魔法便で連絡を取る場合は急ぐ時と定められているらしく、火急の連絡手段は存在しない。
「開発するのは構わないが…一体、どんな道具を作る気だ?」
問われて日本での連絡手段は難しいか…と思ったが
「そう…だなぁ…トランシーバーなら作れるか?」
電話やスマホは基地局…電線が無い状態では作る事すら難しい。
いずれ作るとしても「今」は無理だと軌道修正し、電気系統ではあるものの、アナログな方法なら?と発想を飛ばしトランシーバーなら見本があれば作れやしないか?と思ったのだ。
「とらんしーばー・・・?」
「魔法を使って道具で会話…出来ないかと思ってな」
「それがトランシーバーと呼ばれる仕組みに近い…
と言う意味で言ったのだな?」
「ああ。
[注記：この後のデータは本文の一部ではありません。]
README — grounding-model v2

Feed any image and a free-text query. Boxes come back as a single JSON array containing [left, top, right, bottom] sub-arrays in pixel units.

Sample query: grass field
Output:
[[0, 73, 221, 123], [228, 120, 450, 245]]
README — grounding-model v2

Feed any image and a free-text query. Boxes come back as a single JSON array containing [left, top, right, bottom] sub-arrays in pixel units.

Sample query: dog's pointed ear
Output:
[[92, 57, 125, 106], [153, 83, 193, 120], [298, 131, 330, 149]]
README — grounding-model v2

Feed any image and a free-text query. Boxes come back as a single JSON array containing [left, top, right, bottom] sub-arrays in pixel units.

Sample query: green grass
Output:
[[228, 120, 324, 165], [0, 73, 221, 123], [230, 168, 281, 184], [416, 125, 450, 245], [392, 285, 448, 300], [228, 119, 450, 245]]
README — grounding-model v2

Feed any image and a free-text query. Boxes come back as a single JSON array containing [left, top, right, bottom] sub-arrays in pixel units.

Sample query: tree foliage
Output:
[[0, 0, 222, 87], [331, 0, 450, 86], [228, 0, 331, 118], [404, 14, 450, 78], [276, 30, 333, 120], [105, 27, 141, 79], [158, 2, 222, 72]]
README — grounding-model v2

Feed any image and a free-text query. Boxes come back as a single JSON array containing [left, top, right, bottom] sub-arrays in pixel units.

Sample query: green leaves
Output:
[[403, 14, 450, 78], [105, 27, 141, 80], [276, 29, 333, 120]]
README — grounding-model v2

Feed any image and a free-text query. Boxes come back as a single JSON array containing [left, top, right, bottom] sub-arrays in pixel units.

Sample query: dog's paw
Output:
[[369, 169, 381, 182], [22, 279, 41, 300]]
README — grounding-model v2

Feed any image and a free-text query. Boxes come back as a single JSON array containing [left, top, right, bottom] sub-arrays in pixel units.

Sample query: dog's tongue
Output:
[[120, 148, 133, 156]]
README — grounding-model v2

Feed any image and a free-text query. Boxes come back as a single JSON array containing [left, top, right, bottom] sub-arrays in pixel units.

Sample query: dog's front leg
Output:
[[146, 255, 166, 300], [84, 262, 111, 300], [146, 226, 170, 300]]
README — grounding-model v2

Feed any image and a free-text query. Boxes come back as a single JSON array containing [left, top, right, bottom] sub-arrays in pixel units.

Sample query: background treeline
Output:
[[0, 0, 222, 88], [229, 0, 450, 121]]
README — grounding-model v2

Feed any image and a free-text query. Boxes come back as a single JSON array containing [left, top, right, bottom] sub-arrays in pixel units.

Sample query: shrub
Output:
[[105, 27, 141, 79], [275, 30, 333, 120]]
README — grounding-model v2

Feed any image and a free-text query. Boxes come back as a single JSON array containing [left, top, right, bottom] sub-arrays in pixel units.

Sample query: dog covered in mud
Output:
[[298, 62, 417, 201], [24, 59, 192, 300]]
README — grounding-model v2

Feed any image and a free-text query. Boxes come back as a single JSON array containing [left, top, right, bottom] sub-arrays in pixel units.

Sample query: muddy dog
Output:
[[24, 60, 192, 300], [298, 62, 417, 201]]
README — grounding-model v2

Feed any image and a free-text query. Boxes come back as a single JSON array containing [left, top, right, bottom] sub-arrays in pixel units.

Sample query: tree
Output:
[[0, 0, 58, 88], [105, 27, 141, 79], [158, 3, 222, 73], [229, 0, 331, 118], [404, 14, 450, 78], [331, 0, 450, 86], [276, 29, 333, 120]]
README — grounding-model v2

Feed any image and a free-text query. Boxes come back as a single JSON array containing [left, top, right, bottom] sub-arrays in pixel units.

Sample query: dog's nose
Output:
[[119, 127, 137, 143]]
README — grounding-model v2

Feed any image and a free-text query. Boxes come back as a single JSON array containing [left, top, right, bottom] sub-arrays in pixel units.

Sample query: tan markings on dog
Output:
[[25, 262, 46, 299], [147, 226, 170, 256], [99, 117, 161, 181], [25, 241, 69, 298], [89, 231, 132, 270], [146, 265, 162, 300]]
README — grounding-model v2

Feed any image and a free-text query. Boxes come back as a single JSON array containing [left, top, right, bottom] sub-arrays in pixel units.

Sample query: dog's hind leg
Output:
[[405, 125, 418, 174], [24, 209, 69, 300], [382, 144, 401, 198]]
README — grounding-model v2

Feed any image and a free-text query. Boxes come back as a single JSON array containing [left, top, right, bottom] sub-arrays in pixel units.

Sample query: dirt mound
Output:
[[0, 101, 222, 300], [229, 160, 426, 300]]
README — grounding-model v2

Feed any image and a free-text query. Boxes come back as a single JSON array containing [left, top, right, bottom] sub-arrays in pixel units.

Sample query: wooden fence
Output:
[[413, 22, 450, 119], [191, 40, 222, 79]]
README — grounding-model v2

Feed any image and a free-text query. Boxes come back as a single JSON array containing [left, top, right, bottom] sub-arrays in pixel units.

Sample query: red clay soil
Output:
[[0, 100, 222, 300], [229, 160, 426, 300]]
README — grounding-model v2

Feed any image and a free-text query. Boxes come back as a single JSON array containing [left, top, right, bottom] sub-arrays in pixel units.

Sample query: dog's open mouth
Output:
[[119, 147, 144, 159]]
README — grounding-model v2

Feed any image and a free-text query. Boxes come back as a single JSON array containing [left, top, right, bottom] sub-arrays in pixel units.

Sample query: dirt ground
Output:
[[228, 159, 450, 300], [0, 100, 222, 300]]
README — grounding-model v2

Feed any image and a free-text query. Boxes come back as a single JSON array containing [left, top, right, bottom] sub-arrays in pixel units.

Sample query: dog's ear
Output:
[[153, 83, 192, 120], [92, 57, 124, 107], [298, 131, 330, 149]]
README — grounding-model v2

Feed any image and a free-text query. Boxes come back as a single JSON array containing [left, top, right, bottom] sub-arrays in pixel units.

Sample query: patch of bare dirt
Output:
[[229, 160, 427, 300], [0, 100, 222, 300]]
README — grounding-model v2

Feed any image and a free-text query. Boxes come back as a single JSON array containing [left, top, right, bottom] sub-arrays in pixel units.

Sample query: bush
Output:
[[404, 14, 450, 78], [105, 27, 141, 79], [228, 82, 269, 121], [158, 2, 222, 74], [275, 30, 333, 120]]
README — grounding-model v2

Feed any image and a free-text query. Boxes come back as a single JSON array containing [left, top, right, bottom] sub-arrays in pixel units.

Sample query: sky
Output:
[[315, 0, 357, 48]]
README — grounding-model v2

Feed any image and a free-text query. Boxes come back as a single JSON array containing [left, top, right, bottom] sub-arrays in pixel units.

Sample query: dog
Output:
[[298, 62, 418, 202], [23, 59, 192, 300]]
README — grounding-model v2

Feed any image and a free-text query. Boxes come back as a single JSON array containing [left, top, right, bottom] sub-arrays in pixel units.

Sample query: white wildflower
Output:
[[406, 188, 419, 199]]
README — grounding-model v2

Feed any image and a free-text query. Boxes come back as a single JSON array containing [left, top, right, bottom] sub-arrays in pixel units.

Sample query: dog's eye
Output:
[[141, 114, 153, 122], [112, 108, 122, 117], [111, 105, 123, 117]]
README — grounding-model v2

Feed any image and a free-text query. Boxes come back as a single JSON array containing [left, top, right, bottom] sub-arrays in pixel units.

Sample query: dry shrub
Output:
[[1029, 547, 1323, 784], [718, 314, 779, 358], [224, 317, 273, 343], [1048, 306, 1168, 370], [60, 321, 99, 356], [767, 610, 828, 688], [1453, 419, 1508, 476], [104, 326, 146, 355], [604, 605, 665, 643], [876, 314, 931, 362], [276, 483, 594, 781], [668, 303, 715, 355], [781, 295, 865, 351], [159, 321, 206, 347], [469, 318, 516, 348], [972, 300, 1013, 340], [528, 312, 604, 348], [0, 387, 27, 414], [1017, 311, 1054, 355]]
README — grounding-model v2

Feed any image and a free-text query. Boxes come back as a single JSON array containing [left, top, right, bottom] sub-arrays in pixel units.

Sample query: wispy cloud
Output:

勿論、
見本を出したとしても作れない部分が多いさ。
作れそうになければ、
魔法を組み込む形にすればイイだろう?」
如何様と言われるくらいの魔法を使う事が出来るリョータなら、そんな事は朝飯前で出来てしまう可能性がある、と見込んだ道具班。
「先ずは形を決めた方が良いだろう。
魔法を組み込むにしても、
何かしらの物体が必要じゃないか?」
あー…確かに、車に魔石使ったくらいだから、道具にも何かを使うって事だよな。
「それなら車と同じように魔石を使って、
実験する必要がありそうだよな?」
何もかもが「初めて」の事なので、全て「実験」してみなければ判らない。
魔石が吉と出るのか凶となるのかは、現時点で不明。
ならば実験で…と言う運びになるのも理解できたのだろう。
「形と大きさ…それから魔石の量…
実験するなら、
これらを考えなければならんな」
スマホくらいの大きさが理想だと思っているリョータだが、流石に「そこまで小さな道具」を「見せる」訳には行かないと言うのと、見せた瞬間、驚かれて質問されまくるだろうと言う「負の連鎖」が思い浮かんだので、スマホの大きさは除外にした。
「先ずは大きい状態で作って見て、
小さく出来るのか…まで実験できれば良いか?
それと連絡が入った事が色で判った方が良いだろうな」
電話なら音で連絡が来た事が知らされるが、道具では色で判った方が良くないだろうか?と思ったからこその意見だった。
「それもそうか。
いきなり連絡が声で届いた場合、
刃物を扱っていれば危険すぎるからな。
連絡が来た時と受け取った時の色を変えた方が良いか?」
「そうだな…連絡が入った時だけ色があれば、
判り易くないか?」
あーでもない、こーでもないと議論を交わし、大きさ的にはファックス付きの電話機から初めて、トランシーバーの大きさまで小さく出来るのか?を実験する事が決まったのだった(ファックス付き電話機もトランシーバーも実物を見せた訳ではなく、これくらい…と図案化した状態で提示したのだ)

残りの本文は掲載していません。